On Wednesday, The New York Times reported on the display of a notably coup-adjacent flag outside a home owned by Justice Samuel Alito. For at least several months last year, the “Appeal to Heaven” flag, a symbol popular among right-wing religious activists and/or January 6 insurrectionists, flew above the Alito family beach house in New Jersey. It appeared just above flags for Long Beach Island, where Alito’s home is located, and his beloved Philadelphia Phillies, a mostly-fun franchise that frankly should not have to deal with this bullshit.

 

This revelation should not be confused with the Times’s reporting last week on a different coup-adjacent flag, which flew outside a different Alito family home for a period of time in 2021. If there is a flagpole on the premises, this man is apparently incapable of not using it to align himself with people who have a more-than-passing interest in violently overthrowing the government.
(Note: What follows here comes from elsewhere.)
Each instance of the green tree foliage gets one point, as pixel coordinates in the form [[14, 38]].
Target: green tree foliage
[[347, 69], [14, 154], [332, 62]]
As the Times points out, this timeline means the flag—the “Appeal to Heaven” flag, not the other one—was in front of the Alitos’ home as the Supreme Court was taking up legal challenges to criminal prosecutions of January 6 rioters, which the justices will decide sometime in the next few months. As any legal ethics expert will attest, if you are a sitting federal judge, nothing demonstrates your commitment to impartiality quite like using tacky seasonal home decor to signal your deepest sympathies for one of the parties before you.

When the Times asked Alito about the last “Stop the Steal” flag incident, the justice blamed his wife, Martha-Ann, explaining that she’d elected to fly the upside-down American flag during the course of a neighborhood squabble over the 2020 election, and that he had “no involvement whatsoever” in deciding to do so. In the week since, Alito has apparently concluded that it is better to say nothing at all than to tell the least believable story imaginable, because this time, he declined to respond to questions altogether. 

The Times did, however, note that it confirmed the story with six other residents, who asked not to be identified “because they didn’t want to antagonize a longtime neighbor.” Presumably, this is especially true when said longtime neighbor is a reactionary creep who thinks the MyPillow guy has some pretty good ideas, if you think about it.